Quite apart from the current situation in which cricket finds itself, Linlithgow has been through some challenging times, but with membership on the rise and a thriving social calendar, the club has plenty of cause for optimism.   

“Through a lot of hard work in advertising the club and getting it a bit more involved within Linlithgow, things are looking really positive,” said Laura. “We hold beer tastings with the local farm shop and the local curry house came along and did a buffet night for us, which meant they got a bit of money per head and we also made some from ticket sales. Things like that brought a bit of a buzz which got people talking, and our membership has increased as a result.

“We have about thirty playing members, but what is nice about Linlithgow is that there is a very varied age-range, with older members and a junior section that’s thriving. We have about 28 juniors who train on a Monday, doing a combination of soft ball and Kwik Cricket, and when they’re ready to start playing with the hard ball we try to get them involved with our second team. That has worked well, to the point where we were considering the re-introduction of our third team to play some Sunday cricket which would get the juniors even more exposure. Although that’s on hold for the moment, of course!
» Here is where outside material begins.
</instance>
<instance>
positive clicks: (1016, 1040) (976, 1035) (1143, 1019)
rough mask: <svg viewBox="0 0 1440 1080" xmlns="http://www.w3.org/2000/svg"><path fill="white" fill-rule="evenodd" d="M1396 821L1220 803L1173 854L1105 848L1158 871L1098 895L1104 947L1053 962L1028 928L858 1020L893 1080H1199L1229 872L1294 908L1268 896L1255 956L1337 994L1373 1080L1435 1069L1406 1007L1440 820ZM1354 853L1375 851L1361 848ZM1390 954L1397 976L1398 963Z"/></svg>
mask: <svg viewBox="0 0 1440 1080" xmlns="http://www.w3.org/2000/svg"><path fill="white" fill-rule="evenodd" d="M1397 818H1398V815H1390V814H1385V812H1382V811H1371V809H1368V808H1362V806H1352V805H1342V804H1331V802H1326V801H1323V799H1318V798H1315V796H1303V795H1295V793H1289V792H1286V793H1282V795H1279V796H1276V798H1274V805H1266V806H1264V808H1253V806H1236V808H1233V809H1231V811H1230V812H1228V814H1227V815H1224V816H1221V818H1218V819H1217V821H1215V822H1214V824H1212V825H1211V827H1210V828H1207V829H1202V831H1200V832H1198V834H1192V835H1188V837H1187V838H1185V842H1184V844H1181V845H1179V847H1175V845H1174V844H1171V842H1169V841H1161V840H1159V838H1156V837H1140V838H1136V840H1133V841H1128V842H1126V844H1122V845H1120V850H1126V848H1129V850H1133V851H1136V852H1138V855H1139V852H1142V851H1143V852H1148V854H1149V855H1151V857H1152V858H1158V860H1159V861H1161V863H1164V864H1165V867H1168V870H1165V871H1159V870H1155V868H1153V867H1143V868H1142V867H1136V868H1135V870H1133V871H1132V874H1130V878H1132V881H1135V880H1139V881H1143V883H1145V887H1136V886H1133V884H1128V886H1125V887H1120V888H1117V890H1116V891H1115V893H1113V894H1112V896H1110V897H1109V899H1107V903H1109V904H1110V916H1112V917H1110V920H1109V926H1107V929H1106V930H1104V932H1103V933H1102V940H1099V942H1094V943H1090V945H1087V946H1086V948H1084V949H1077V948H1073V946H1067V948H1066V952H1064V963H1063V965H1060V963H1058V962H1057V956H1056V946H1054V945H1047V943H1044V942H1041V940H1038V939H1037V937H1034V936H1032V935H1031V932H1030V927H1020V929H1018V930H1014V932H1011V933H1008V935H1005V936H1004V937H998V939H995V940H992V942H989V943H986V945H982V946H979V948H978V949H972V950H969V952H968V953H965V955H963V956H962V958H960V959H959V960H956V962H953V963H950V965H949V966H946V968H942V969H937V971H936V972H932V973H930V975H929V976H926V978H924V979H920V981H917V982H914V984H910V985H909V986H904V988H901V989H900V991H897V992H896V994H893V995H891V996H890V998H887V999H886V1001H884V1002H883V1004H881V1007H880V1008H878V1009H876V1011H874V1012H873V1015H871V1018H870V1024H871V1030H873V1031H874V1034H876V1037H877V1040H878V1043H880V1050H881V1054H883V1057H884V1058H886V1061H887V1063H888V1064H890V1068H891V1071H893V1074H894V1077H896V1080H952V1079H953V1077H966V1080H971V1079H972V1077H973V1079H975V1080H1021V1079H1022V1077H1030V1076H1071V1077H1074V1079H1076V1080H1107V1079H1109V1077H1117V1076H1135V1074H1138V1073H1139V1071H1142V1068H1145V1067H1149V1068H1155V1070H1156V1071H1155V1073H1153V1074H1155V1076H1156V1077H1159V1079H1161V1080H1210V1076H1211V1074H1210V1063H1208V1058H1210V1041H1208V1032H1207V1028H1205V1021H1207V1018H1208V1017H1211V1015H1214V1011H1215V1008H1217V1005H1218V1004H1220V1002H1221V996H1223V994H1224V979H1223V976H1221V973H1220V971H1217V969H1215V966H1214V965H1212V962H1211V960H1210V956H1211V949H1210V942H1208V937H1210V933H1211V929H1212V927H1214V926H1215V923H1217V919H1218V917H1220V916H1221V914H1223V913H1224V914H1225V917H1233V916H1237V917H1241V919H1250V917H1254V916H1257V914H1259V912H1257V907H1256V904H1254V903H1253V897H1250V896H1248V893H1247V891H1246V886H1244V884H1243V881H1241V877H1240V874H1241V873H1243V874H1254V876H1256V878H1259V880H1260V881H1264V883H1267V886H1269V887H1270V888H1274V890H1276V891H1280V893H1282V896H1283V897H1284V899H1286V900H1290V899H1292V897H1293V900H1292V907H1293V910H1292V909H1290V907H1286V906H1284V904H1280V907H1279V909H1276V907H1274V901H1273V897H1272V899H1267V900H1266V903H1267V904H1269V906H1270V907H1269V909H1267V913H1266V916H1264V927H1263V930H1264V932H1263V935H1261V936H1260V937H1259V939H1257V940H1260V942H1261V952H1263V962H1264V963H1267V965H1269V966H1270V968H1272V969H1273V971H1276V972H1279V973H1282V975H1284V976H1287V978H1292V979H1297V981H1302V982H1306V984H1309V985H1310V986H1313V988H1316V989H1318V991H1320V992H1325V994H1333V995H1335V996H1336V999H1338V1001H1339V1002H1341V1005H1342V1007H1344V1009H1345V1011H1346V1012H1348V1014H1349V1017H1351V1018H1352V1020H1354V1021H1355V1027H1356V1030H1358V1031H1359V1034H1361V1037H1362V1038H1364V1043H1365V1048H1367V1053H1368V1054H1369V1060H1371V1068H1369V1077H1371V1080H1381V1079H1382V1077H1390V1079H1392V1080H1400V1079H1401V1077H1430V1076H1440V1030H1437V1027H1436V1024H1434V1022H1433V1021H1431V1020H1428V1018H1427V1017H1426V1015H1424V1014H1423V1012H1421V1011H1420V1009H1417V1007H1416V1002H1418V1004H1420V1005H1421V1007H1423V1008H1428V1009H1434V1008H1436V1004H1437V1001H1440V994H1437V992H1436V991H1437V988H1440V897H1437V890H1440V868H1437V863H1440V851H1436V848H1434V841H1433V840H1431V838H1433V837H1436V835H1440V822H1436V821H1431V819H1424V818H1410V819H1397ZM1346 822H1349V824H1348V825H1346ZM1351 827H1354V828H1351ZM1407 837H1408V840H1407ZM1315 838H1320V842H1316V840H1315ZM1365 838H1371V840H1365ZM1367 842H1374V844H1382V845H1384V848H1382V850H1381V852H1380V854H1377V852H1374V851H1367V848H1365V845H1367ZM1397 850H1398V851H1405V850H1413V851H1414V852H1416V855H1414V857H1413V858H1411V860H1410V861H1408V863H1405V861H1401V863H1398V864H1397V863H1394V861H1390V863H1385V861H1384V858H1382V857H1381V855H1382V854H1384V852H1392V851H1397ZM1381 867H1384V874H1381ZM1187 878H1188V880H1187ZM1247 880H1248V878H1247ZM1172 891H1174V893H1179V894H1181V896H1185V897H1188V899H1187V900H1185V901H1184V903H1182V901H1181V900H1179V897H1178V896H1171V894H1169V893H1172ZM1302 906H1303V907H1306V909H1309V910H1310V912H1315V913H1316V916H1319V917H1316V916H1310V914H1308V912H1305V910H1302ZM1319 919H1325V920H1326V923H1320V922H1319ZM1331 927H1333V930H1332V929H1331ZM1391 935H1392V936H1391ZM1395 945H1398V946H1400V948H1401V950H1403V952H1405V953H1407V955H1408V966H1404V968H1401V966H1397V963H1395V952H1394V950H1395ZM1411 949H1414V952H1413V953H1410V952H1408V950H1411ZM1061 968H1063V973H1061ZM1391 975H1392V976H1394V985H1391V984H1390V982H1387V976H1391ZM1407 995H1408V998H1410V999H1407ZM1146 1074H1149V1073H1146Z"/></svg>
“But it’s a lovely club to be involved in,” concluded Laura. “My enjoyment is in the fundraising, in creating a nice event that people like to come to that makes some money for the club, but the cricket side is growing as well. Our children are there on a Saturday afternoon to cheer on the first or second team, and with most of them now starting to play juniors, too, it’s nice to see that cricket in Linlithgow is carrying on into the next generation.”